How does it work?
“Laser” is an acronym for light amplification by stimulated emission of radiation. A laser is created when the electrons in atoms in special glasses, crystals, or gasses absorb energy from an electrical current or another laser and become “excited.” The excited electrons move from a lower-energy orbit to a higher-energy orbit around the atom’s nucleus. When they return to their normal or “ground” state, the electrons emit photons.
The laser beam is emitted from a laser tube when a current passed through it, this reflects off mirrors to point the beam through a focal lens in the machine head. The lens focuses the beam onto a point on the surface of a flat sheet material, melting, vaporizing or burning the material at that point and moving along the cutting line as dictated in the vector file that the machine has been provided with. This melting and vaporization of the material, especially with plastics leaves a melted, almost polished edge, requiring little to no finishing, depending on the finished purpose.

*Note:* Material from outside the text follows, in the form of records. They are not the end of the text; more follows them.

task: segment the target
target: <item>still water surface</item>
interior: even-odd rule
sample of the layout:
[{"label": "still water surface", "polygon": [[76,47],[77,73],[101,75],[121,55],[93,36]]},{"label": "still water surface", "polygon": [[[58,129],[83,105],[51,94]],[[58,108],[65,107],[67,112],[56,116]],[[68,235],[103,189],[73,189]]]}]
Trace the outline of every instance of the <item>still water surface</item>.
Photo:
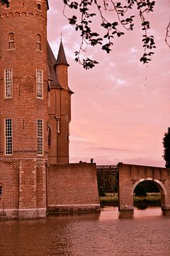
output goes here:
[{"label": "still water surface", "polygon": [[0,256],[170,256],[170,217],[159,208],[1,221],[0,234]]}]

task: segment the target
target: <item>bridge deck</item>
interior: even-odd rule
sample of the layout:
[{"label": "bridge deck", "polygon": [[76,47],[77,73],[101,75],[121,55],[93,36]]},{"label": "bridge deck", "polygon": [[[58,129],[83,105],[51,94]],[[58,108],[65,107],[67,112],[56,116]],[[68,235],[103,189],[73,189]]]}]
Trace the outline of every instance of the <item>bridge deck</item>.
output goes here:
[{"label": "bridge deck", "polygon": [[117,165],[97,165],[97,175],[118,175]]}]

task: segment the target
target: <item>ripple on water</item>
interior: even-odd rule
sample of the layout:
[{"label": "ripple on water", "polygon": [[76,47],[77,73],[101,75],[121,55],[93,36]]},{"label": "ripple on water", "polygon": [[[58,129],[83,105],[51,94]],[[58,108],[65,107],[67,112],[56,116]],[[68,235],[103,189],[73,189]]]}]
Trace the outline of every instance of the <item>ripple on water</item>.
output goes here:
[{"label": "ripple on water", "polygon": [[2,221],[0,256],[169,256],[169,226],[158,208]]}]

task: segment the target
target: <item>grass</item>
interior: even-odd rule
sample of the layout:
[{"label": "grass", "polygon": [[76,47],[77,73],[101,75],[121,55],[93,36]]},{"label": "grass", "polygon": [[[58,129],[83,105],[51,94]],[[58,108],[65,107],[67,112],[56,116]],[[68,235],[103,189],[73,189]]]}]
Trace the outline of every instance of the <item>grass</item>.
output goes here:
[{"label": "grass", "polygon": [[[106,193],[106,196],[100,197],[100,203],[102,205],[113,205],[118,206],[118,193],[114,195],[112,193]],[[146,197],[139,197],[134,196],[134,205],[135,206],[161,206],[161,196],[159,193],[147,193]]]}]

Laser light is different from normal light in other ways as well. First, its light contains only one wavelength (one specific color). The particular wavelength of light is determined by the amount of energy released when the excited electron drops to a lower orbit. Second, laser light is directional. Whereas a laser generates a very tight beam, a flashlight produces light that is diffuse. Because laser light is coherent, it stays focused for vast distances, even to the moon and back.